We trained each animal during 3–4 months prior to neuronal recordings with the different visual stimuli and the different interest rates (300–400 trials/day, 5 days/week). Initially, the animals learned that responding to visual cues lead to reward delivery. We then introduced two different visual cues and taught the animals that choice of one of the cues lead to reward if the other cue had been chosen immediately before. This helped to train the animals to alternate choices between save and spend cues. We then introduced interest rates in the form of different save cues and the monkeys learned the underlying reward contingencies by sampling different sequence lengths. Thus, we did not shape the animals behavior towards producing different sequence lengths at different interest rates. In parallel, we introduced imperative trials using the same cues with variable sequence lengths, with a small visual stimulus indicating the correct choice on each trial. We proceeded to neuronal recordings when performance in control tasks (see below) indicated that the animals adapted their choices to interest rate in a meaningful and flexible manner.

Rewards

A computer-controlled solenoid valve delivered juice reward from a spout in front of the animal’s mouth (valve opening time of 100 ms corresponding to 0.38 ml). For monkey A the base rate of reward magnitude, b from equation 1, was set to 0.11 ml for all sessions, for monkey B the base rate was set to 0.11 ml for half of the sessions and 0.13 ml for the other half of the sessions. The animal’s tongue interrupted an infrared light beam below the adequately positioned spout. An optosensor monitored licking behavior with 0.5-ms resolution (STM Sensor Technology).

Imperative Control Task

In this control task, saving behavior was not self-controlled by the animals but was externally determined. A small visual cue was presented next to either the save or the spend cue to indicate the correct choice on each trial that was otherwise identical to a free choice trial. We matched the ratio of save to spend trials between imperative and free choice task for a given monkey and interest rate. This made it possible for the monkeys to anticipate final saving outcomes, as confirmed by analysis of behavioral reaction times (Supplementary Fig. 2d).
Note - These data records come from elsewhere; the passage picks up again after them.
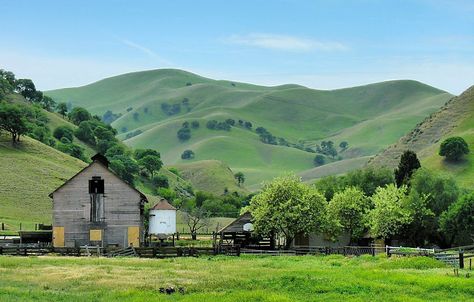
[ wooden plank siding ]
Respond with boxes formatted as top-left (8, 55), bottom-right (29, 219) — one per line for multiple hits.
top-left (52, 161), bottom-right (144, 247)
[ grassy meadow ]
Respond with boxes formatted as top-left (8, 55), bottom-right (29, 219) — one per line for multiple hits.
top-left (46, 69), bottom-right (451, 189)
top-left (0, 255), bottom-right (474, 301)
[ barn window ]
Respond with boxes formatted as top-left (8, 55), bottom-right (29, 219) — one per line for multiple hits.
top-left (89, 176), bottom-right (104, 222)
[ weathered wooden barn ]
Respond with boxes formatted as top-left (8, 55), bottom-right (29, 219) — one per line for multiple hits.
top-left (49, 154), bottom-right (148, 247)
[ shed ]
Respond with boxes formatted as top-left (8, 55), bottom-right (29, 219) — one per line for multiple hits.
top-left (49, 154), bottom-right (148, 247)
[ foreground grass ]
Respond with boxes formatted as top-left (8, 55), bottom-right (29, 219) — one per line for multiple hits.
top-left (0, 256), bottom-right (474, 301)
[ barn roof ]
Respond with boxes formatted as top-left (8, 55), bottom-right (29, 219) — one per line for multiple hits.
top-left (150, 198), bottom-right (176, 210)
top-left (48, 153), bottom-right (148, 202)
top-left (219, 212), bottom-right (253, 233)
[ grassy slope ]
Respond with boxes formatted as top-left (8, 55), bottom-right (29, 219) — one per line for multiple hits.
top-left (0, 135), bottom-right (85, 229)
top-left (0, 256), bottom-right (474, 302)
top-left (173, 160), bottom-right (248, 195)
top-left (371, 86), bottom-right (474, 188)
top-left (47, 69), bottom-right (451, 186)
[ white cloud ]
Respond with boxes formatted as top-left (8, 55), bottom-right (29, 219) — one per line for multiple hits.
top-left (118, 39), bottom-right (172, 65)
top-left (226, 33), bottom-right (347, 52)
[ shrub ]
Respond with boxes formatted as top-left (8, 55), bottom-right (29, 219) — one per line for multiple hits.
top-left (439, 136), bottom-right (469, 161)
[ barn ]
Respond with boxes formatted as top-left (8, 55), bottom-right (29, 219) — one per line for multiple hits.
top-left (49, 154), bottom-right (148, 247)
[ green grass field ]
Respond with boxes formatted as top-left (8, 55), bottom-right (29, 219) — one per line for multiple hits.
top-left (47, 69), bottom-right (451, 188)
top-left (0, 255), bottom-right (474, 302)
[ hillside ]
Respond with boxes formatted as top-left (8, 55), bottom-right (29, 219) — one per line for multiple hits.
top-left (0, 134), bottom-right (86, 229)
top-left (46, 69), bottom-right (452, 187)
top-left (370, 86), bottom-right (474, 187)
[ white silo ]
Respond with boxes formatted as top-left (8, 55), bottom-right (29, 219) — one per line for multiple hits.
top-left (148, 199), bottom-right (176, 237)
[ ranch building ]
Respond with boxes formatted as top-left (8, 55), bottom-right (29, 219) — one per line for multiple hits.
top-left (49, 154), bottom-right (148, 247)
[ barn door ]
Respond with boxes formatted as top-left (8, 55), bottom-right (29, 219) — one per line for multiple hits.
top-left (53, 227), bottom-right (64, 247)
top-left (128, 226), bottom-right (140, 247)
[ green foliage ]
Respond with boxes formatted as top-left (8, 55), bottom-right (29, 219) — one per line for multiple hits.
top-left (133, 149), bottom-right (160, 160)
top-left (181, 150), bottom-right (194, 159)
top-left (368, 184), bottom-right (413, 239)
top-left (56, 102), bottom-right (68, 118)
top-left (53, 126), bottom-right (74, 142)
top-left (395, 150), bottom-right (421, 187)
top-left (176, 128), bottom-right (191, 141)
top-left (138, 155), bottom-right (163, 178)
top-left (248, 176), bottom-right (326, 247)
top-left (234, 172), bottom-right (245, 186)
top-left (313, 154), bottom-right (326, 167)
top-left (328, 187), bottom-right (372, 242)
top-left (0, 103), bottom-right (28, 143)
top-left (439, 193), bottom-right (474, 245)
top-left (68, 107), bottom-right (92, 125)
top-left (439, 136), bottom-right (469, 161)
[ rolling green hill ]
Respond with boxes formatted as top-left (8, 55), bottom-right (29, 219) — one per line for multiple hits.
top-left (46, 69), bottom-right (452, 188)
top-left (370, 86), bottom-right (474, 188)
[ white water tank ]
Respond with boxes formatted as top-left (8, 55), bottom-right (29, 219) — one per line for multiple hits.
top-left (148, 199), bottom-right (176, 236)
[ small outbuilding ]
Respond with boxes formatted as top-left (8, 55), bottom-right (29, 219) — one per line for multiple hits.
top-left (148, 198), bottom-right (176, 238)
top-left (49, 154), bottom-right (148, 247)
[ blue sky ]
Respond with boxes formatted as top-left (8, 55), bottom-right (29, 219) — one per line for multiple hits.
top-left (0, 0), bottom-right (474, 94)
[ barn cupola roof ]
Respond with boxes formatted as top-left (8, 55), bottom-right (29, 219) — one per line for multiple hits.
top-left (91, 153), bottom-right (109, 167)
top-left (151, 198), bottom-right (176, 210)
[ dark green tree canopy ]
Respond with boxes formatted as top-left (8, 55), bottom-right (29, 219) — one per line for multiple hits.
top-left (395, 150), bottom-right (421, 187)
top-left (439, 136), bottom-right (469, 161)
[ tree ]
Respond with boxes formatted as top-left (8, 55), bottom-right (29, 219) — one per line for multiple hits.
top-left (328, 187), bottom-right (371, 242)
top-left (74, 120), bottom-right (96, 145)
top-left (181, 150), bottom-right (194, 159)
top-left (395, 150), bottom-right (421, 188)
top-left (440, 193), bottom-right (474, 245)
top-left (339, 141), bottom-right (349, 150)
top-left (69, 107), bottom-right (92, 125)
top-left (133, 149), bottom-right (160, 160)
top-left (234, 172), bottom-right (245, 186)
top-left (313, 154), bottom-right (325, 167)
top-left (183, 207), bottom-right (209, 240)
top-left (368, 184), bottom-right (413, 239)
top-left (0, 103), bottom-right (28, 143)
top-left (177, 128), bottom-right (191, 141)
top-left (53, 126), bottom-right (74, 142)
top-left (191, 121), bottom-right (199, 129)
top-left (248, 176), bottom-right (326, 248)
top-left (138, 155), bottom-right (163, 177)
top-left (15, 79), bottom-right (38, 102)
top-left (439, 136), bottom-right (469, 161)
top-left (56, 102), bottom-right (68, 118)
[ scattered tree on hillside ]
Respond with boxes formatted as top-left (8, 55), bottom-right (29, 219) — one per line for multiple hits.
top-left (234, 172), bottom-right (245, 186)
top-left (53, 126), bottom-right (74, 142)
top-left (68, 107), bottom-right (92, 125)
top-left (181, 150), bottom-right (194, 159)
top-left (0, 103), bottom-right (28, 143)
top-left (339, 141), bottom-right (349, 151)
top-left (56, 103), bottom-right (68, 118)
top-left (313, 154), bottom-right (326, 167)
top-left (138, 155), bottom-right (163, 178)
top-left (191, 121), bottom-right (199, 129)
top-left (248, 176), bottom-right (326, 248)
top-left (395, 150), bottom-right (421, 187)
top-left (439, 136), bottom-right (469, 161)
top-left (176, 128), bottom-right (191, 141)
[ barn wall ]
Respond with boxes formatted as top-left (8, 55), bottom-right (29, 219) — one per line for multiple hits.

Control task with uncued changes in interest rate

To test the extent to which the monkeys adapted their saving behavior to changes in the interest rate even when interest rates changed without notification, we performed, in behavioral testing sessions, a variant of the free choice saving task in which the interest rate varied without associated changes in the visual save cue (Fig. 1c, Supplementary Fig. 1e). In this control test, we introduced a new, unfamiliar save cue on each day and varied the interest rate without notification in blocks of 40–100 trials that were randomly interleaved. The save cue was fixed throughout a testing session and the animal had to keep track of the current interest rate.

Control task with fixed reward

To test whether the monkeys kept track of the amount of reward they had accumulated through consecutive save choices, we offered them, on randomly interspersed trials, a choice between the accumulated reward and fixed amounts indicated by pre-trained visual cues (Supplementary Fig. 1f).

Data analysis

Description of saving behavior

We constructed distributions of the relative frequencies with which each animal produced saving sequences of specified length, separately for different interest rates. Figure 1b shows these frequency distributions averaged over animals for low (q = 0.7), medium (q = 1.5) and high (q = 2.0) interest rates. Figure 1c shows weighted means of these distributions pooled over animals. For calculation of these weighted means, each relative choice frequency was weighted by its corresponding sequence length. Supplementary Fig. 1a shows distributions separately for both animals and for various interest rates.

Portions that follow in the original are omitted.